Saturday, December 19, 2009

Announcement & Points of View - December 19

Below the announcement is today's Points of View section. The two main topics for today cover financial regulation (primarily banks) and climate change (following the close of the Copenhagen Summit). There are some very good points made for both topics, and as always, it is good to understand varying points of view.

Announcement - Holiday Office Schedule - With Christmas fast approaching, we wanted to detail our holiday office schedule. On Thursday, December 24 and Friday, December 25, Rollins Financial and Rollins & Associates will be closed to celebrate Christmas. Our office will reopen on Monday, December 28 at 8:30.

Our office will also be closed on Friday, January 1 to celebrate New Year's Day. Our office will reopen for 2010 on Monday, January 4 at 8:30.

Financial


Not All Banks Are Created Alike - By Robert G. Wilmers - The Wall Street Journal - "Congress is moving rapidly toward new financial-services regulation, focused on limiting the sort of 'systemic risk' said to have helped bring on the current recession. But we are also in a period where there is great concern about the limited availability of credit to fund companies whose growth could bring down the country's persistent high unemployment."

Even Bigger Than Too Big to Fail - The New York Times - "Asserting that it 'is among the strongest banks in the industry,' Citigroup announced on Monday that it would soon repay $20 billion of federal bailout money. This from a bank that has been in the red for most of the past two years, that is expected to limp through 2010 amid a torrent of loan losses, that saw its stock price close after the announcement at a measly $3.70 a share — and that, like other big banks, is still reluctant to lend."

London as a Financial Centre: The Real Windfall - The Economist - "BRITISH AIRWAYS lost £292m ($465m) in the six months to the end of September and its pension fund has a £3.7 billion deficit. Its cabin crew responded by voting to strike over the Christmas period, alienating the millions of customers that pay their wages and fund those pensions. Similarly, London now risks losing its reputation as a hub of international finance, driving away mobile capital and taxpayers at a time when the government’s deficit is above 10% of GDP. There will be no immediate exodus.
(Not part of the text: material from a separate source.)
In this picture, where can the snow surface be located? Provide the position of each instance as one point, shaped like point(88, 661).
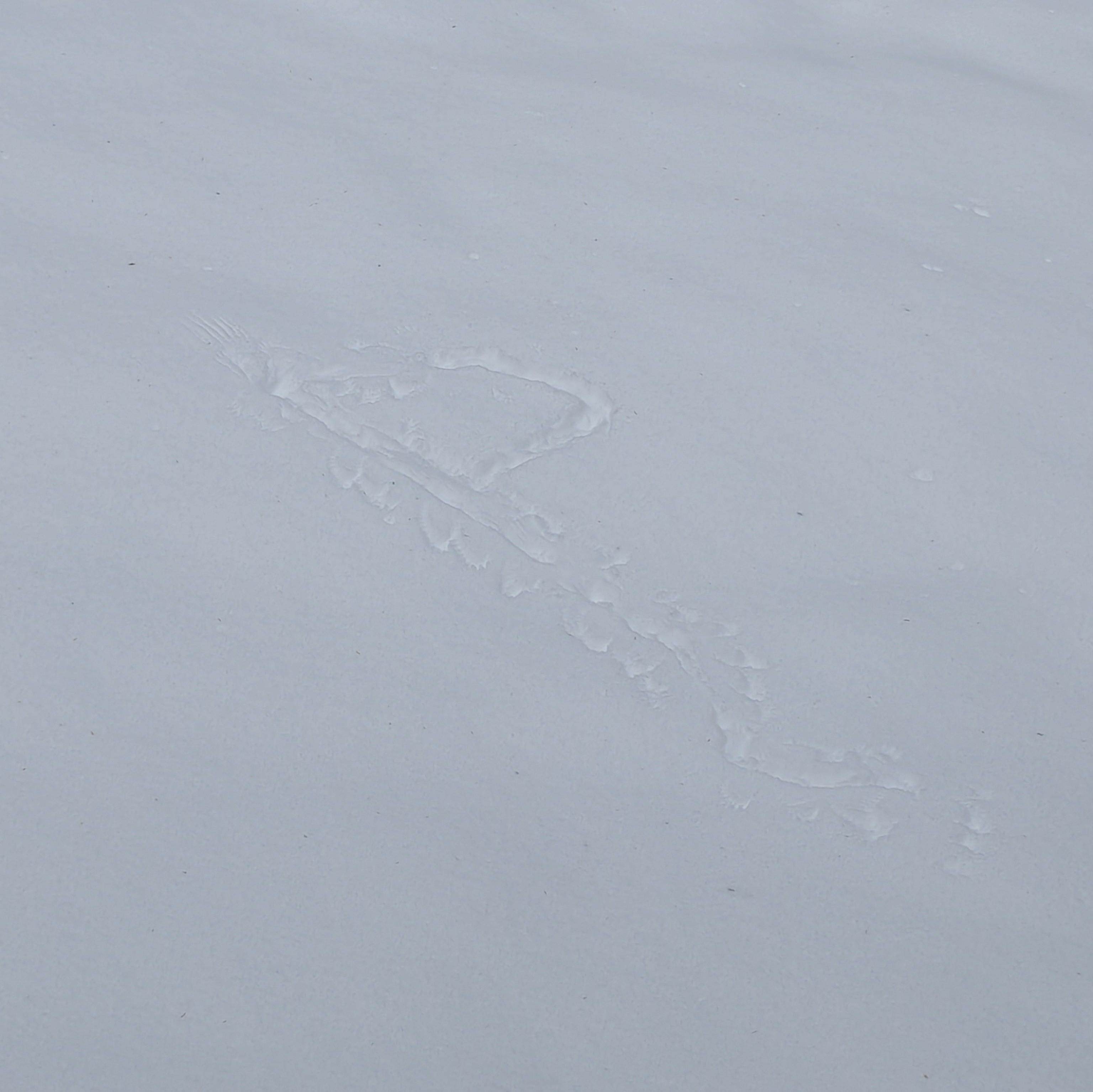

But the impression that tax policy is now designed to maximise the number of Labour votes rather than the state’s revenue should worry Britons as well as financiers."

Climate Change

Global Warming and an Odd Bull Moose - By Daniel B. Botkin - The Wall Street Journal - "Most of the major forecasting tools used in global-warming research, including the global climate models (known as general circulation models of the atmosphere) and those used to forecast possible ecological effects of global warming, paint a picture of nature more like a Hudson River School still-life than like the moose that kicked at the shore. These forecasting methods assume that nature undisturbed by people is in a steady state, that there is a balance of nature, and that warnings the climate is at a tipping point mean that the system is about to lose its balance. In fact, however, nature has never been constant. It is always changing, and life on Earth has evolved and adapted to those changes."

Goodbye, Copenhagen - By Tobin Harshaw - The New York Times - "Let’s play Double Jeopardy. Presidential Headaches for $2,000, please, Alex.

It was the contentious debate over which Barack Obama declared on Friday, 'The time to talk is over.'

What is the Copenhagen Summit? Of course. But before we get to Final Jeopardy, let me ask a serious question: Wasn’t two weeks of talk exactly what most everyone involved expected from the great environmental get-together? "


Copenhagen's Lesson in Limits - The Wall Street Journal - "Mr. Obama's inexplicable injunction yesterday that 'the time for talk is over' appears to have produced an agreement to continue talking. The previous 12 days of frantic sound and pointless fury showed that there isn't anything approaching an international consensus on carbon control."